Now we’re set up for Part 2: Virtual Reading. Here we see how, by exploiting this conceptual possibilities of this new conceptual ontology, we can begin to think about the human mind in a different way, and even think about how the mind changes over historical time.

* * * * *

That is then followed by the three sections in the first part of the paper. Then we have the introduction to the second part:

PART 2: VIRTUAL READING: PATHS THROUGH THE MIND AND THE MIND OVER HISTORICAL TIME

What is implicit in these three sections is the idea that we think of the mind has a high-dimensional space of word meanings. That idea is explicit in each of the pieces, though different mathematical models are used. The researchers who use these models do not, however, think of them that way, at least not so far as I can tell. They think of the models as being about texts, and thus about the meanings of words in texts. But how are these texts created? Where do the words come from? Surely the words are placed in texts by minds somehow engaged with the world, whether the real world or some fiction is secondary. If those high-dimensional spaces are about texts, they are also about the minds that created the texts.

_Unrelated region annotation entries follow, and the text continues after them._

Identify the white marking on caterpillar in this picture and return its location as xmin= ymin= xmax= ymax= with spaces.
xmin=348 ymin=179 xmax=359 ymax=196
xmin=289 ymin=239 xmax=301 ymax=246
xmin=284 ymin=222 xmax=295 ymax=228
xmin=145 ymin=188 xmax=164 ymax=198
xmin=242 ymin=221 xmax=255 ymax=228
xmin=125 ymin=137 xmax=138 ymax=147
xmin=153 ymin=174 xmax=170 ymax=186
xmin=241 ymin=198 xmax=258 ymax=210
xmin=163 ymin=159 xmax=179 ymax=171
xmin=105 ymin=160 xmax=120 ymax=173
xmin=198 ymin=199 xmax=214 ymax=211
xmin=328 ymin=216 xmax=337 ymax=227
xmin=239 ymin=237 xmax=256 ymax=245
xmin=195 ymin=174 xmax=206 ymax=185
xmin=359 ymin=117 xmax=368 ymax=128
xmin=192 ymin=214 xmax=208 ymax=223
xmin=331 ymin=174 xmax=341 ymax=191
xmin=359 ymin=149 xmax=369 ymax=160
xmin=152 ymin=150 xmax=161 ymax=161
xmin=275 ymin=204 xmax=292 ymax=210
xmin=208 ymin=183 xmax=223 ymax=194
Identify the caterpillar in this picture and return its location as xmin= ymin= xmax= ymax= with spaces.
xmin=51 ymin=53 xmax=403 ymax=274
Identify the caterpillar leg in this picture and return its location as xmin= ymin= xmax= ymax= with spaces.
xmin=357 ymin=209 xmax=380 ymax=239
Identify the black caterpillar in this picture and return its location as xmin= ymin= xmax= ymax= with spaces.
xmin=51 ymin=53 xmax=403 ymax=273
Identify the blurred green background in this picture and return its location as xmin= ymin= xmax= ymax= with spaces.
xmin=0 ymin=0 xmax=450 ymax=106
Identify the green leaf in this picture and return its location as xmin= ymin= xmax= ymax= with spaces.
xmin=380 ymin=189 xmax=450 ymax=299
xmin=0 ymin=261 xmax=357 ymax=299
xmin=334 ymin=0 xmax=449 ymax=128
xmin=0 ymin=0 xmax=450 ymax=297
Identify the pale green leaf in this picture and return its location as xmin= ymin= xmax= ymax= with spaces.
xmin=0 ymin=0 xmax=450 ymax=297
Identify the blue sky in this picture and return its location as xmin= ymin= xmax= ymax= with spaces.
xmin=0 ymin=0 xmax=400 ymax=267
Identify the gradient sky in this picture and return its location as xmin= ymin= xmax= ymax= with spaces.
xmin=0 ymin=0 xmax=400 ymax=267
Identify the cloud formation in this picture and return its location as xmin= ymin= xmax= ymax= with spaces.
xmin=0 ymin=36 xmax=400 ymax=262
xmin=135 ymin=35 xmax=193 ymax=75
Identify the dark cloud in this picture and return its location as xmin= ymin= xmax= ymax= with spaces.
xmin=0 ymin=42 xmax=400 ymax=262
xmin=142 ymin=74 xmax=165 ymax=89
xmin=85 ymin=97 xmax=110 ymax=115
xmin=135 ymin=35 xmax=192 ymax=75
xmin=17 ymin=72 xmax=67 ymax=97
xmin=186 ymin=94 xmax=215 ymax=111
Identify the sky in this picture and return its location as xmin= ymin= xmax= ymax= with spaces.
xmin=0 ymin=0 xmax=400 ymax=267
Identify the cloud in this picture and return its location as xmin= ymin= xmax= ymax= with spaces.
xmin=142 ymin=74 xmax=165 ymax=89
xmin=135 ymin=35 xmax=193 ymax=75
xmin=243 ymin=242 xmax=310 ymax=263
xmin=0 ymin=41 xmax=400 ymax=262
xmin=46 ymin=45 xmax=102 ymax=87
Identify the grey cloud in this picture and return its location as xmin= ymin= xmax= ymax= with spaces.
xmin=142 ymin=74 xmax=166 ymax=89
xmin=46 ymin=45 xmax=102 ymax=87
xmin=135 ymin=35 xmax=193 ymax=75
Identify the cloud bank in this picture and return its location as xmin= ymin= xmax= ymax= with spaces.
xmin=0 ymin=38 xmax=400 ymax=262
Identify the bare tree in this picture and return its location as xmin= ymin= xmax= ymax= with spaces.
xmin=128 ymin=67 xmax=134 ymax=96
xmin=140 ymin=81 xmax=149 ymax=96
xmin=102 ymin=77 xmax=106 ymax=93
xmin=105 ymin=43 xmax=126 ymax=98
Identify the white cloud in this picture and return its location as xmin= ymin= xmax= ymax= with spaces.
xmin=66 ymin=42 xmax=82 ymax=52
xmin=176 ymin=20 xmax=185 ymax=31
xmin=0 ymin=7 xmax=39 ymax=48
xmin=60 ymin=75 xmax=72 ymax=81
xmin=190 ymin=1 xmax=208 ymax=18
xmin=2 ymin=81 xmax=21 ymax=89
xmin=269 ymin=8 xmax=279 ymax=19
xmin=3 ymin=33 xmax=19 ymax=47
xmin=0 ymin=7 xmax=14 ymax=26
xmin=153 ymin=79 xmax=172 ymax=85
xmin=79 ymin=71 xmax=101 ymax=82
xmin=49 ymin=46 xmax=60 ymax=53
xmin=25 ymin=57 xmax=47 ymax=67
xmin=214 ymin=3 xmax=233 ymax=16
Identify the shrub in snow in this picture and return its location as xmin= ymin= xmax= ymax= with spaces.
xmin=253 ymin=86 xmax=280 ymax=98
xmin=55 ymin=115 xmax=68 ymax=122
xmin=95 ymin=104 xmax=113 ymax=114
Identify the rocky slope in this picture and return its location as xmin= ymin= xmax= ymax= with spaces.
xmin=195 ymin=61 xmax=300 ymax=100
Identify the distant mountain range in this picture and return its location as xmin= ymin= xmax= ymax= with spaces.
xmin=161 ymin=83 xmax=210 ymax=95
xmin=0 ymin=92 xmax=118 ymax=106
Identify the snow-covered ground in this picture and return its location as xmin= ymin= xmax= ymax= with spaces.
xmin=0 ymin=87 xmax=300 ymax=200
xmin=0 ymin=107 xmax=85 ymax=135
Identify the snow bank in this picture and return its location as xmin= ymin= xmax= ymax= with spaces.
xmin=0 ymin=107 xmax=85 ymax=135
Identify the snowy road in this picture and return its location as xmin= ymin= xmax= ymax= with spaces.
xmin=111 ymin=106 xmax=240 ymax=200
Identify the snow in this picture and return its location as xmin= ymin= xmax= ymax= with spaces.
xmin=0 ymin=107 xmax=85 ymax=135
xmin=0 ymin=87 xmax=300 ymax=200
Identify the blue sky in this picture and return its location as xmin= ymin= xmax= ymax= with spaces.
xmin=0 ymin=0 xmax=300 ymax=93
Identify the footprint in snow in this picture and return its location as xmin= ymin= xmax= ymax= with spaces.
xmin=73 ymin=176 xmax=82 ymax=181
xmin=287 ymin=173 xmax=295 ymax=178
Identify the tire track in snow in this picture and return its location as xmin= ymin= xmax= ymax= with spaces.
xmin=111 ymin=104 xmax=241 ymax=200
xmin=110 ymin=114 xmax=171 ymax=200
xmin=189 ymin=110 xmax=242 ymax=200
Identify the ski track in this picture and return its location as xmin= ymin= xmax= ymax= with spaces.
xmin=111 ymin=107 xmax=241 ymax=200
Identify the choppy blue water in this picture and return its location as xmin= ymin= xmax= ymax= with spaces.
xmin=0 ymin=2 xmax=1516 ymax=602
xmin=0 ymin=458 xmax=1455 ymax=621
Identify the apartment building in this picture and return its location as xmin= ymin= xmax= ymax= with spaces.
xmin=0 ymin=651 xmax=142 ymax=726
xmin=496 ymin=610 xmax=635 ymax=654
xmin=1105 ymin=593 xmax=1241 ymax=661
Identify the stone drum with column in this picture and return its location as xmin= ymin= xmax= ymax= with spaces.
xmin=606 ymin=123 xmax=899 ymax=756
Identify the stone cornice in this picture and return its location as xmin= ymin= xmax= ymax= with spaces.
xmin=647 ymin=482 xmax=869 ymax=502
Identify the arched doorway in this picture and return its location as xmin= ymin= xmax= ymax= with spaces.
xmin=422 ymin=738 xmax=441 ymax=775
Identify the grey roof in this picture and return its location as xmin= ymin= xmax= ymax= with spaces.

Now, that is a strange thing, very strange, to think of the mind as a high-dimensional space of verbal meanings. If you wish, think of it as a metaphor, one we can operationalize through the use of mathematical models. And we don’t have to think of it as a metaphor that somehow exhausts the mind. I certainly don’t. There is more to the mind than words; there are perceptions, motivations, and feelings. We’re dealing with an idealization, a conception of the mind, not the mind itself.

In sections 4 and 5 – Augustine’s Path, A note on virtual reading and Mapping the pathways of the mind – I develop the idea of virtual reading, of using computational techniques to reveal the paths that texts trace through this high-dimensional space. But what, you might ask, is the meaning of those paths? What are these different regions they traverse, if indeed that is what they do? To answer those questions we need to interpret those paths. For that we’ll need some version of so-called “close reading”. Just what version, that is by no means obvious to me. But the job is one that must be done text by text. And it needs to be in touch with the newer psychologies – cognitive, neuro-, evolutionary – and not just the older categories of interpretive criticism. I rather hope and expect that some version of psychoanalytic ideas will prove fruitful.

Section 6 – Inferring the direction of the historical process underlying a corpus – is about the final study in Matthew Jockers’ 2013 Macroanalysis. Jockers was interested in influence. Whatever he may have discovered about that, since September of 2014 I have been arguing been arguing that he had uncovered something very interesting, and potentially quite profound, about cultural evolution. This is yet another version of that argument.

My point is simple. Jockers is working with a corpus of 3300 nineteenth century Anglophone novels. He showed that they are ordered among themselves according to similarity, that ordering is also temporal, from the beginning of the century through the end. That ordering most somehow reflect, be a product of, the process(es) which produced these novels. What else is there? Nothing. That process is one in which a large and changing population reflects on its experience. Through that dynamic process minds change in ways revealed in the texts which are the expressive vehicle of that process.

Is that so different from what we learn through convention literary history, and even the New Historicism? The terms are a bit different, certainly the mode of reasoning is. But aren’t these various versions of literary history about the change of mind over historical time? If not that, then what? Changes in texts? Well, yes, sure. But who creates the texts, who reads them. Don’t those people have minds? And don’t those texts reflect those minds?

From texts to minds, from minds to texts. Isn’t that how we’re reasoning? But now we’ve got new methods. Let’s use them.

* * * * *

That is then followed by the last three sections of the working paper.